It is rare for a political event to be both overdue and shocking. Somehow, the State Capitol brought us both yesterday.

It began with an affair, meandered through some high-grade corruption, finished with a big-ass dose of depression. The story laid on the floors of power for years- a turd that no one wanted to clean up. The hosts simply hoped the guests wouldn’t notice.

The initial affair was okay with the Republican leadership. Everyone can understand that, right? And the corrupt practice of banging a lobbyist while pushing legislation that she was advocating? Hey, that’s okay too, bro. We’re all just guys around here.

Even the jilted wife publicly ignored the transgression. They divorced and her mouth stayed shut.

But attempted suicide? That’s going too far. Hurt your wife, your family, the state of Georgia, and all’s cool. Hurt yourself and everyone becomes angry.

This turd was a magical thing though. It kept growing in the parlor as the dinner party progressed, and what was once a cute little dachshund milk-dud started to grow into some massive St. Bernard pile of poop that made it difficult to maneuver around. Hard to throw a party at taxpayer expense when the Stone Mountain of Shit is next to the dinner table.
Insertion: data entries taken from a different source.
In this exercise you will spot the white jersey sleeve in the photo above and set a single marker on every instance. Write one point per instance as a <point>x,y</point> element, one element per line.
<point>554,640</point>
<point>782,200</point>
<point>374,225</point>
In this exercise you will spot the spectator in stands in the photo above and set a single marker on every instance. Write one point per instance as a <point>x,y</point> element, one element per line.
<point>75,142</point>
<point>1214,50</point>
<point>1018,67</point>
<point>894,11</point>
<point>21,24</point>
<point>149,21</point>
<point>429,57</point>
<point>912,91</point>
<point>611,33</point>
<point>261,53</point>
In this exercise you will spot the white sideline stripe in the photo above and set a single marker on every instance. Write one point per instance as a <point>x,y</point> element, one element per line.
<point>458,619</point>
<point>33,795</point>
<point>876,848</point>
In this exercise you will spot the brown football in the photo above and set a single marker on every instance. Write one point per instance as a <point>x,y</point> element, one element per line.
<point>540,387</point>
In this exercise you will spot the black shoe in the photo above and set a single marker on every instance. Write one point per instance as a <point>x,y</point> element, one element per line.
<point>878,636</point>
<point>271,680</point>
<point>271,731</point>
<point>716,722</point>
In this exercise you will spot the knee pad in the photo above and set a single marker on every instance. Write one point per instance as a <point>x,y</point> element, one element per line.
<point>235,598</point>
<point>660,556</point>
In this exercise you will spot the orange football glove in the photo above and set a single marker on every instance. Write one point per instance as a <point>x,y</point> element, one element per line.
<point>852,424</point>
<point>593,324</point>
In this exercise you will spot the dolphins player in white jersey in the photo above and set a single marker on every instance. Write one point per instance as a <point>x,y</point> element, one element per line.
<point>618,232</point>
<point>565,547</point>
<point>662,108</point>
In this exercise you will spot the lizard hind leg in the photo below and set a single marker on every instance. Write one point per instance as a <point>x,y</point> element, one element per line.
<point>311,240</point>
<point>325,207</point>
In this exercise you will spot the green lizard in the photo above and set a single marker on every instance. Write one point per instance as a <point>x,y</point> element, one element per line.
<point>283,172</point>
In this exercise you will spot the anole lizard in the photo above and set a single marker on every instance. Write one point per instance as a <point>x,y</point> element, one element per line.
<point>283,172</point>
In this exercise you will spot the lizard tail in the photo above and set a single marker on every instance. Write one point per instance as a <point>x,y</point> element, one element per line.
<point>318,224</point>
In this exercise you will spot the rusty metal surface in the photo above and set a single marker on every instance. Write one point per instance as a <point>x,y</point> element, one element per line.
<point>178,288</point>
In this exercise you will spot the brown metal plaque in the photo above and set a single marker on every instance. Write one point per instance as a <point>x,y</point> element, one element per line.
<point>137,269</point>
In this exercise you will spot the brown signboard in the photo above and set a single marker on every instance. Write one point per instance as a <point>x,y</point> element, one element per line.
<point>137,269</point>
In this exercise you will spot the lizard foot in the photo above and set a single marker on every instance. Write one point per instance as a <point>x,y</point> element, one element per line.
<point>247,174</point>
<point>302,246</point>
Richardson is gone. Rumors are that others are to follow. Smart money is that those rumors won’t ultimately come to pass- mainly because our leaders believe that extramarital affairs are an occupational hazard. They are unfortunate- but understandable.

If those rumored Republican love-machines just keep banging their mistresses, all is well in the Gold Dome. That’s not a problem, hell, that’s a job benefit.

Abuse your power gentlemen, and that’s fine. Abuse yourself and call 911, and you’re being tossed out on your ass.

Pro-Tip: Stay on good terms with the ex-wife. If she can avoid the dogshit in the parlor room, anyone can. But once she starts to complain about the smell, the houseguests notice quickly.